In this article I’m going to talk about partial and sparse indexes in MongoDB® and Percona Server for MongoDB®. I’ll show you how to use them, and look at cases where they can be helpful. Prior to discussing these indexes in MongoDB in detail, though, let’s talk about an issue on a relational database like MySQL®.
The boolean issue in MySQL
Consider you have a very large table in MySQL with a boolean column. Typically you created a ENUM(‘T’,’F’) field to store the boolean information or a TINYINT column to store only 1s and 0s. This is good so far. But think now what you can do if you need to run a lot of queries on the table, with a condition on the boolean field, and no other relevant conditions on other indexed columns are used to filter the examined rows.

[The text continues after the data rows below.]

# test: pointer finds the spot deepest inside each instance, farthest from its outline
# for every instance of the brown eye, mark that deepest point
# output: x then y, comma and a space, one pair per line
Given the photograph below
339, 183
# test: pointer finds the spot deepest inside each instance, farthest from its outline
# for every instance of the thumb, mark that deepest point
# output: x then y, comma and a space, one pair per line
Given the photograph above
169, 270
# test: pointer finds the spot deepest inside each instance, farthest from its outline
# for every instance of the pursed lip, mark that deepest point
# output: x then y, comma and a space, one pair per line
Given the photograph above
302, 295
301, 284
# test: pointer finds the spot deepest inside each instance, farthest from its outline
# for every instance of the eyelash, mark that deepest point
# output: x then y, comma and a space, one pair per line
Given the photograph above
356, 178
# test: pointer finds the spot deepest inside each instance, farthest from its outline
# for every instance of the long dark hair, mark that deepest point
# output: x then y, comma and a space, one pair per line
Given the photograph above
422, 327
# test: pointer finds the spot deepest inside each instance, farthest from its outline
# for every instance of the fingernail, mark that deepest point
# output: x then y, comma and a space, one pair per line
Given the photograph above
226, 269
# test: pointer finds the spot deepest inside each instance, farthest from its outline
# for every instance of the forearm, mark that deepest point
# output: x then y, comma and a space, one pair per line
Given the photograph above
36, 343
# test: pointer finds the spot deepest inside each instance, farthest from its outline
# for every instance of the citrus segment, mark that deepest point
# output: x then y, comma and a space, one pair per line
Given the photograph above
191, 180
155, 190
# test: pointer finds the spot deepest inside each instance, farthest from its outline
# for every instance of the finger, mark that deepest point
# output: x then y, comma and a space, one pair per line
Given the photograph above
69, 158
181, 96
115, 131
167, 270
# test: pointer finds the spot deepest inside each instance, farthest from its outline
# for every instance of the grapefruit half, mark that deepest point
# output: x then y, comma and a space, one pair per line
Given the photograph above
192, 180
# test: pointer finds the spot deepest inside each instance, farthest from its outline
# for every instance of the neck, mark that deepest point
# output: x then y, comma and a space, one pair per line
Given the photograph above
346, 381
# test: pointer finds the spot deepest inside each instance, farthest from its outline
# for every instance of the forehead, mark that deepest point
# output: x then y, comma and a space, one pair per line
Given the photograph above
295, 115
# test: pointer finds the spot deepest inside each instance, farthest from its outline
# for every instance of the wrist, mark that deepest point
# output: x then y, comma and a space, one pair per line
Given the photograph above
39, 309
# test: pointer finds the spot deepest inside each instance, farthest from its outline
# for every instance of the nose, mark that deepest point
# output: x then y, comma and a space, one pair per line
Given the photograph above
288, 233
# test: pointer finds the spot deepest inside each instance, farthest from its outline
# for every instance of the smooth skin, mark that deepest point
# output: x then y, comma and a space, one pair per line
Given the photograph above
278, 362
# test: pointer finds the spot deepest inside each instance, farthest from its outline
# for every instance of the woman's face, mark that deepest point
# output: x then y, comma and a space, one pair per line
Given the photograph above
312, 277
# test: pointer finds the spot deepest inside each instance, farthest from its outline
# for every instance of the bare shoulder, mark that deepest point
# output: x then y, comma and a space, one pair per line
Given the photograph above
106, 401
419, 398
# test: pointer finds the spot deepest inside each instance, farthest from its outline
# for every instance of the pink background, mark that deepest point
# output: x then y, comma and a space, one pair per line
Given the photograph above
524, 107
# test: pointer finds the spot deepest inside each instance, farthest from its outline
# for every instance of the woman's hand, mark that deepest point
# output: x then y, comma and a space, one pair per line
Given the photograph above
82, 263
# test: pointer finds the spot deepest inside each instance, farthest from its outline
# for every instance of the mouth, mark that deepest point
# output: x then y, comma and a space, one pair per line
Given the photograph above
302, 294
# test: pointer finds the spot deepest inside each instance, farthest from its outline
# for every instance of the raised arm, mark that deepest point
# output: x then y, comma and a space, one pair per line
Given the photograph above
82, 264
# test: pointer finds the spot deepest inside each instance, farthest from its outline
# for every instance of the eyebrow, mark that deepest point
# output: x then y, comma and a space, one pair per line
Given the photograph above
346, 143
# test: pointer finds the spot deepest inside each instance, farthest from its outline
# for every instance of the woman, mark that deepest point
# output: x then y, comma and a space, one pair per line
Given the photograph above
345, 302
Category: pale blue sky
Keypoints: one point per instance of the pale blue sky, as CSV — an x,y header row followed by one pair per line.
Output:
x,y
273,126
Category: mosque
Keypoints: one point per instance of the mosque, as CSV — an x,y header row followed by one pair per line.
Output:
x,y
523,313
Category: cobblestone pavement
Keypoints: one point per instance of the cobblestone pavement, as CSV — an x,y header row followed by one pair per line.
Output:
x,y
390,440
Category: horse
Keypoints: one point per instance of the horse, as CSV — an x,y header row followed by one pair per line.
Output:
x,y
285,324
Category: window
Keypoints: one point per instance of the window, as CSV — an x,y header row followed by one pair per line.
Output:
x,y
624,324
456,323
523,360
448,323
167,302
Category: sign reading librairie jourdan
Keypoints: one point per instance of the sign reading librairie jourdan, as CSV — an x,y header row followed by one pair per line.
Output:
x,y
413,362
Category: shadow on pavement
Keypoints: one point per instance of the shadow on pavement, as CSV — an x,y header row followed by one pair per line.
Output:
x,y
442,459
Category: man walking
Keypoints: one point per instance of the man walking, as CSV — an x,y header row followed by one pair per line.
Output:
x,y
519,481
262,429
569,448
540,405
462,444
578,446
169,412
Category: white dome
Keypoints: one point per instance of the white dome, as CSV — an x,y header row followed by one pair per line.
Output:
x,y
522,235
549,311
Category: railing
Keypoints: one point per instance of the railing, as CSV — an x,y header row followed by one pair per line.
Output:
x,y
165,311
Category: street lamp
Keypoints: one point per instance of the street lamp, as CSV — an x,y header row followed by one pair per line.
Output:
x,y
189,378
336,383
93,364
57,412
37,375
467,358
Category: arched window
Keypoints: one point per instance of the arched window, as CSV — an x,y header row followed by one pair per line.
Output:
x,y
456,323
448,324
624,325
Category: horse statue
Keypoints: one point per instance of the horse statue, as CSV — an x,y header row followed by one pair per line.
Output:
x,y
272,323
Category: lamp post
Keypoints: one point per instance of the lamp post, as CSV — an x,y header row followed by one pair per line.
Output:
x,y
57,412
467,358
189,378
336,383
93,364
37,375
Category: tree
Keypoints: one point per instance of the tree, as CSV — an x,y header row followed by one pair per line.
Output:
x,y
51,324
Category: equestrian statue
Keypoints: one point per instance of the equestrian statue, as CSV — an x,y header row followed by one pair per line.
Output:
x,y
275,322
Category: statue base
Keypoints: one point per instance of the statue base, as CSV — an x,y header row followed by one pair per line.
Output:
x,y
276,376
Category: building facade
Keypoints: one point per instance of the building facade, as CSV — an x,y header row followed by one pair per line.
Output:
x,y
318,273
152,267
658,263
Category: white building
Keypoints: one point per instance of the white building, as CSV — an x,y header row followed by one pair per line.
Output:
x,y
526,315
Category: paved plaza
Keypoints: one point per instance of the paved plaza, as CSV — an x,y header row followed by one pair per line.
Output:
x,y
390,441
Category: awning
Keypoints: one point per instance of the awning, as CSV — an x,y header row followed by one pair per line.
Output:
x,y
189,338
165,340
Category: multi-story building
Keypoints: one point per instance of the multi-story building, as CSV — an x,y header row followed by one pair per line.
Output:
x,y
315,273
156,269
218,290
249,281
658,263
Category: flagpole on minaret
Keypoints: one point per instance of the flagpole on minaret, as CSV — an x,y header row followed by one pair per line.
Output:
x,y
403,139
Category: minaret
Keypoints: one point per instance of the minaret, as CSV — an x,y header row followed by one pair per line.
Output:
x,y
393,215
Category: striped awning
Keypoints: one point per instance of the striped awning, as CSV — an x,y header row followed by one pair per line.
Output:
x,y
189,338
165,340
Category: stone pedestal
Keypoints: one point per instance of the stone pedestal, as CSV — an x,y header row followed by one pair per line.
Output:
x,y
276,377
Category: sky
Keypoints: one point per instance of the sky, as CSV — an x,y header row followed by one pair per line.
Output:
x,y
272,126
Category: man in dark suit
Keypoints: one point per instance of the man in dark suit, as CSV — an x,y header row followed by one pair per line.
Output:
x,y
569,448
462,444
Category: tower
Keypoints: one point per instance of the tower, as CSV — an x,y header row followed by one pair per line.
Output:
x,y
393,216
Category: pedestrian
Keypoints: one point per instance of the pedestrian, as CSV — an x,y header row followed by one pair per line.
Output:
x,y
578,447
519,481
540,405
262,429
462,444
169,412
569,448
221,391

Why not create and index on the boolean field? Well, yes, you can, but in some cases this solution will be completely useless and will introduce an overhead for the index maintenance.
Think about if you have an even distribution of true and false values in the table, in more or less a 50:50 split. In this situation, the index on the boolean column cannot be used because MySQL will prefer to do a full scan of the large table instead of selecting half of rows using the BTREE entries. We can say that a boolean field like this one has a low cardinality, and it’s not highly selective.
Consider now the case in which you don’t have an even distribution of the values, let’s say 2% of the rows contain false and the remaining 98% contain true. In such a situation, a query to select the false values will most probably use the index. The queries to select the true values won’t use the index, for the same reason we have discussed previously. In this second case the index is very useful, but only for selecting the great minority of rows. The remaining 98% of the entries in the index are completely useless. This represents a great waste of disk space and resources, because the index must be maintained for each write.
It’s not just booleans that can have this problem in relation to index usage, but any field with a low cardinality.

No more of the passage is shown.